A second path to investigate would be to do some network experimentations, like disabling your wireless router or otherwise force your system's wireless network to drop, let avahi come on, and start an x client to see if you can trigger the bug deliberately that way. Then see if you can disable avahi (stop avahi-daemon), then repeat the experiment and see if the .ICE-unix error still occurs or not when starting x clients. Depending on how this experiment turns out, the next step would be to contact the avahi developers about a fix (maybe there's a patch already on their mailing list?)

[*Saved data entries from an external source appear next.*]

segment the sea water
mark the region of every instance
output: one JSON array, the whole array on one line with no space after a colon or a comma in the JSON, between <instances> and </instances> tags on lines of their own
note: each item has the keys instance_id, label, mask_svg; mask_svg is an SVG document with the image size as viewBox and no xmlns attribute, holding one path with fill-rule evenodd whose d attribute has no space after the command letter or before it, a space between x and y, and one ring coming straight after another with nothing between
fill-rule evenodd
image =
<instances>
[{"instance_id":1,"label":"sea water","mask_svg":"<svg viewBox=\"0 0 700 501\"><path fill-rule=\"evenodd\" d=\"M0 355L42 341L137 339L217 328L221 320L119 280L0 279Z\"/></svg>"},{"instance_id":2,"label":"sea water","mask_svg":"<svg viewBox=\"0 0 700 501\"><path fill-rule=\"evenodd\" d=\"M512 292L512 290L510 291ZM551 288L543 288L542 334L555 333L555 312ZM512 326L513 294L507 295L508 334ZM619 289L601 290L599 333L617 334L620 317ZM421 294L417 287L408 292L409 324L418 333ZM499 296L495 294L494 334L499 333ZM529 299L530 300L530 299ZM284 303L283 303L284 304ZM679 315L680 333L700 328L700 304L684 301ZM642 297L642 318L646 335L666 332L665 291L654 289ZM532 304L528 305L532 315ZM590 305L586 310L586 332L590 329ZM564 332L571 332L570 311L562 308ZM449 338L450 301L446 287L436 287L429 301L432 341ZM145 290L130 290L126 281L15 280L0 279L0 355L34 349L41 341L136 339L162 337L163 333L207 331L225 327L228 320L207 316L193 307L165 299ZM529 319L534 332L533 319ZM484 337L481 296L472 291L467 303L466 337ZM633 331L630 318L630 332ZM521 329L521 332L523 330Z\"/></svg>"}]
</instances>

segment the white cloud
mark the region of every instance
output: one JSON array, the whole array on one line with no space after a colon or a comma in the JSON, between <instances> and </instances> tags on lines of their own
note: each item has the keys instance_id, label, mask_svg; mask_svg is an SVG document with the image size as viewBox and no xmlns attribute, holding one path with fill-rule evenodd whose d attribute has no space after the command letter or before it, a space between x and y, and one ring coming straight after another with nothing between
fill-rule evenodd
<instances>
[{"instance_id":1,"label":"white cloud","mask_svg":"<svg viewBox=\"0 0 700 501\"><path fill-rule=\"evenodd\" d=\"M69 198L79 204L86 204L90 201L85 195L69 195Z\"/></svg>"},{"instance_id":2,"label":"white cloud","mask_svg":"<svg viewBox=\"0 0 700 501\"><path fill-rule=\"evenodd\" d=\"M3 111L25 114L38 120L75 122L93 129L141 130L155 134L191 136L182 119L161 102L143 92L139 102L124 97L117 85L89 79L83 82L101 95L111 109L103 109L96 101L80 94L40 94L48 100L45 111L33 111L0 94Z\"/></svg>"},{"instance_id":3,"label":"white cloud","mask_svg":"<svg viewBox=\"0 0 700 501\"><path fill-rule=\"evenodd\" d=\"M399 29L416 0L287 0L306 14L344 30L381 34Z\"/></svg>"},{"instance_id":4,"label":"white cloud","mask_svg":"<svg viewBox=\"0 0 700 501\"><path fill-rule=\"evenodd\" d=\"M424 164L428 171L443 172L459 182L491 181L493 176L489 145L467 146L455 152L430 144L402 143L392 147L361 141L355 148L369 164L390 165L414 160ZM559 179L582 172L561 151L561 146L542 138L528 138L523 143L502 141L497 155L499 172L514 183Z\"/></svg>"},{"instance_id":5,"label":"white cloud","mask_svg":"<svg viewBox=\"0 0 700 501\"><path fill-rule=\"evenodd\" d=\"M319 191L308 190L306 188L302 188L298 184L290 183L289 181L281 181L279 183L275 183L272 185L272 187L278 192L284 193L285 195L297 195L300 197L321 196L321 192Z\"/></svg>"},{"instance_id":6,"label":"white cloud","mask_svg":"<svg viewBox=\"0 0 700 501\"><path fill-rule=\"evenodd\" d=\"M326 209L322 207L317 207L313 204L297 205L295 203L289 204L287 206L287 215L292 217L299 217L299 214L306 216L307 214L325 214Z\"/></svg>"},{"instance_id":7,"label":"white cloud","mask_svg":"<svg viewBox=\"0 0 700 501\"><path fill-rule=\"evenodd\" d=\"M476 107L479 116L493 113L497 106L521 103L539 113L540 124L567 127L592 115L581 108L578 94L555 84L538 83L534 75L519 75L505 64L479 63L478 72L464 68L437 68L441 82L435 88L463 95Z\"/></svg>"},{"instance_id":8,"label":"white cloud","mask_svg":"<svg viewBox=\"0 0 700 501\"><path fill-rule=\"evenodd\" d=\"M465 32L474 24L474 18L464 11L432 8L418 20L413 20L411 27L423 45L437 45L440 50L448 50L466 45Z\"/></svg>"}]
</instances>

A third path would be to set up a system *properly* configured with working avahi, and see if the problem occurs there as well. If it does, then the fault may lay with gnome-session, rather than avahi. Perhaps gnome-session or libice get confused by ipv6 or something - if it is possible to run avahi with ipv4, it might be of interest to repeat this experiment alternating between ipv4 and ipv6 to see if the issue occurs only on the latter.